The problem is that the film is neither realistic nor a farce – instead it trudges sloppily between both and at most times transcends into the downright ludicrous. Laughably, Leo spends more time telling his friends how much he cares about his wife instead of telling it to his wife. McAdams’ character is a bit like the trio in The Hangover, but instead of a hilarious naked man in a car trunk we get an unintentionally hilarious shirtless Channing Tatum desperately trying to churn out dramatic forlorn facial expressions. Tatum pretty much repeats his one-note character from the equally terrible Dear John while McAdams shows none of the charm that we saw in The Notebook or the recent State of Play.
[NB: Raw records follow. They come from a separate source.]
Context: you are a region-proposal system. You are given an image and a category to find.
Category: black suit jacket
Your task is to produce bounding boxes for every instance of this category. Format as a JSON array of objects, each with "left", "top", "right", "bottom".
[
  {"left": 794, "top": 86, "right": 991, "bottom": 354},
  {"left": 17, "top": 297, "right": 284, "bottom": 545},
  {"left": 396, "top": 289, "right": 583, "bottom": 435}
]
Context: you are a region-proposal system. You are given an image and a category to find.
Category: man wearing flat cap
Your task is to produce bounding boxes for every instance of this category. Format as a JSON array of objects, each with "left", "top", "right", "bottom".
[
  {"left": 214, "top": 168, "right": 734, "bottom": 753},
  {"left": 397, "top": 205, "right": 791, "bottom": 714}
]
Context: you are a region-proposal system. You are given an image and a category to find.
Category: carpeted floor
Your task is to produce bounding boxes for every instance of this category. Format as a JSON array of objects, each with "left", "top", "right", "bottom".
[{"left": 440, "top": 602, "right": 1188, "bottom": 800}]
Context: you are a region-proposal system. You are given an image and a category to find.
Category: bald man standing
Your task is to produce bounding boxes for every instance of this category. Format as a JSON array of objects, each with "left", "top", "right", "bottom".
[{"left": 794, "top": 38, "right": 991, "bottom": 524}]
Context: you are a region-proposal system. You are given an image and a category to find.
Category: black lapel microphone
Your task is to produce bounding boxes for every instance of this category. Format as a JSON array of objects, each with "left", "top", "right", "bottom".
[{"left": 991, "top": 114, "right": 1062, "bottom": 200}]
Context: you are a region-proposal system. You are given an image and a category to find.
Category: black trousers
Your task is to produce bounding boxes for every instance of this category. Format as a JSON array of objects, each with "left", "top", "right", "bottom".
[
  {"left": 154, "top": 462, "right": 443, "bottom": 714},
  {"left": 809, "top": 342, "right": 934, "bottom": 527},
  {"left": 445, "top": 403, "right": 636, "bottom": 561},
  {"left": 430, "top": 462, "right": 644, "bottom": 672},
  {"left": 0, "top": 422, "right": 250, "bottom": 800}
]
Neither Tatum nor McAdams create characters worth caring about or even likable, and we don’t the least bit root for the two to end up together. You can see the clichéd ending coming from a mile away, but the film makes sure it hammers into your head the fact that true love always conquers all. If that weren’t enough, Tatum constantly trails off into irritating pseudo philosophical observational voiceover monologues like ‘moments of impact define who we are’.
A lame excuse of a date movie, The Vow is poorly written, lazily directed and acted and sweet enough to give you motion sickness. If that sounds like something you’d enjoy watching then do catch it as soon as possible.